Torres Piña afirmó que Michoacán mantiene una «tendencia sostenida a la baja en homicidio doloso», presentando cifras que, en teoría, muestran una mejoría. Según el funcionario, las víctimas de homicidio descendieron de 72 en abril a 65 en mayo, y el promedio diario de víctimas habría caído drásticamente a 2.09 por día, una cifra muy inferior a la de años anteriores.
Sin embargo, la reacción de la ciudadanía en redes sociales y en entrevistas callejeras es de total escepticismo y hartazgo. «¿Dos víctimas al día? ¡Por favor! Aquí en mi colonia, en una sola semana, escuchamos balaceras a diario y han matado a tres vecinos. Esos datos que dan son pura mercadotecnia. No les creemos nada», denunció una comerciante de Uruapan, quien pidió omitir su nombre por miedo a represalias.
Mientras el gobierno se jacta de sus «golpes a estructuras criminales», la percepción ciudadana es que la delincuencia no solo no ha sido desarticulada, sino que se ha fragmentado y ahora opera con mayor saña. El anuncio de la captura de Jorge Luis «N», alias «La Galleta», o la desarticulación de una célula en Zamora, son vistos por muchos como logros menores que no impactan la inseguridad real que se respira en el 90% de los municipios.
El Fiscal también informó sobre 103 cateos y 363 detenciones, de las cuales 123 contaban con orden de aprehensión.
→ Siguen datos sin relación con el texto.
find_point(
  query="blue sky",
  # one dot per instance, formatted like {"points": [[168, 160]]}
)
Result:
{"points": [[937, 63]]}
Además, alardearon de un incremento del 50% en órdenes de aprehensión respecto a 2025. Pero para la población, estas cifras son irrelevantes cuando la extorsión sigue paralizando el comercio, los cobros de piso son el pan de cada día y, como el propio gobierno admitió, hay elementos de la policía municipal involucrados en ese delito, como el detenido en Uruapan.
El caso más reciente que encendió la indignación fue el homicidio de una joven en Morelia, un crimen que, pese a que las autoridades presumen tener al responsable detenido, dejó al descubierto la fragilidad de la seguridad. «Resuelven un caso, pero cada día aparecen diez más. ¿De qué sirve que digan que bajan los homicidios si la gente sigue viviendo con miedo de salir a la calle? «, cuestionó un líder vecinal de Zamora.
Mientras el Fiscal General subraya la «coordinación permanente» con DEFENSA, Guardia Nacional y Marina, los ciudadanos sentencian: La única baja real es la credibilidad de un gobierno que presenta números fríos mientras la sangre caliente sigue tiñendo las calles de Michoacán. El gobierno presume el rescate de fauna exótica, pero la población clama por el rescate de su seguridad, algo que, según su percepción, los datos oficiales no logran reflejar ni mucho menos resolver.